The overall presentation of the book was very good, giving a mixture of well planned events and a creative writing style. Even at the beginning, the suspense was overwhelming. It only takes a few pages to get fully absorbed into the book. The beginning was perfectly created to catch and keep the reader’s attention. After the first chapter the suspense doesn’t end. The fast paced storyline only slows down for a few parts but picks right back up again. However, if science isn’t your thing, then this book isn’t for you. It is packed with real facts to back up the reality of the plotline. Michael Crichton, an ex-physician used a lot of science based theories and terms to describe possible causes for the virus. A lot of medical terms were used as well when describing and classifying the virus. When the reader is first introduced to the virus identification building it starts to over explain some of the technologies and procedures. Some chapters explicitly just explained layers of the facility and why it was that certain way. Though these parts may seem boring, they add to the seriousness of the situation and end up helping the reader’s imagery.

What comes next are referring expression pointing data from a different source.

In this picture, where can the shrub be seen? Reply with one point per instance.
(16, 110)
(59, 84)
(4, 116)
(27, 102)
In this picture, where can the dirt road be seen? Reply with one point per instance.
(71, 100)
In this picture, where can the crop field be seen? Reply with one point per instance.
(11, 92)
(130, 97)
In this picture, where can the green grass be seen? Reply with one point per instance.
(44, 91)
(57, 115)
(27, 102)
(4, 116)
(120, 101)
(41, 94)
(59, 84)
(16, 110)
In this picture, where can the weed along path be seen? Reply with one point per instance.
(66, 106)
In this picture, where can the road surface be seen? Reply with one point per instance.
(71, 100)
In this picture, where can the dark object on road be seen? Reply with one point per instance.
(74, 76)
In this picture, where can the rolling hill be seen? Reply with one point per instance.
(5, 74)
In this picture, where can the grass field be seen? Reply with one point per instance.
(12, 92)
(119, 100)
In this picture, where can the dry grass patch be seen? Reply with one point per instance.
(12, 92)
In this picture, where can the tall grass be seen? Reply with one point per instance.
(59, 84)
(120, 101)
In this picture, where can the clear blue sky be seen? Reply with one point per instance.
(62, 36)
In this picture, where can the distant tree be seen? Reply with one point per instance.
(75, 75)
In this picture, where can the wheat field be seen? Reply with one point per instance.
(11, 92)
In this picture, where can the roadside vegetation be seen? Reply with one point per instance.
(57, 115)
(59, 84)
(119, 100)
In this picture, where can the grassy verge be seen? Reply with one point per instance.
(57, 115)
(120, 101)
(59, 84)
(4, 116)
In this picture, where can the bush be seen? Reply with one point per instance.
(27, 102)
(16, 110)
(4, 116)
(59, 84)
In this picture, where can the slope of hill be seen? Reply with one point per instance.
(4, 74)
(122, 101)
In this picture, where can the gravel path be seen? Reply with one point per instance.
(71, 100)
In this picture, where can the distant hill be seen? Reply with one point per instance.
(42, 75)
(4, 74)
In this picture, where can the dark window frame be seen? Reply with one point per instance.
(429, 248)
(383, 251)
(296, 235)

The Andromeda Strain by Michael Crichton is a classic book displaying the mysteries of the universe. It is another work that shows that the human race might not be as intelligent as they think they are. Michael Crichton is also known for several other great works such as Jurassic Park that display the same type of message. The book shows themes such as organization and persistence which are reflected on constantly throughout the book. The writing style that Crichton shows is more casual than most authors and doesn’t challenge the reader as much as some may hope. The writing however, though casual, displays a great deal of imagery which helps visualize the setting in both the crash site and the project area. During the introduction to the project facility, Michael Crichton uses simplistic images in the book to carry out the full feel of the technological advances used in the building. The characterization that he uses is also excellent. During the virus analysis Crichton really gives the doctors a personality. As they find more and more about the virus they show signs of excitement and self-fulfillment which make them seem life-like. Each scientist is given a specialty that they are to focus on for the project. This separates their qualities so that the author can focus on each scientist’s character traits. As the book progresses the characters become better defined.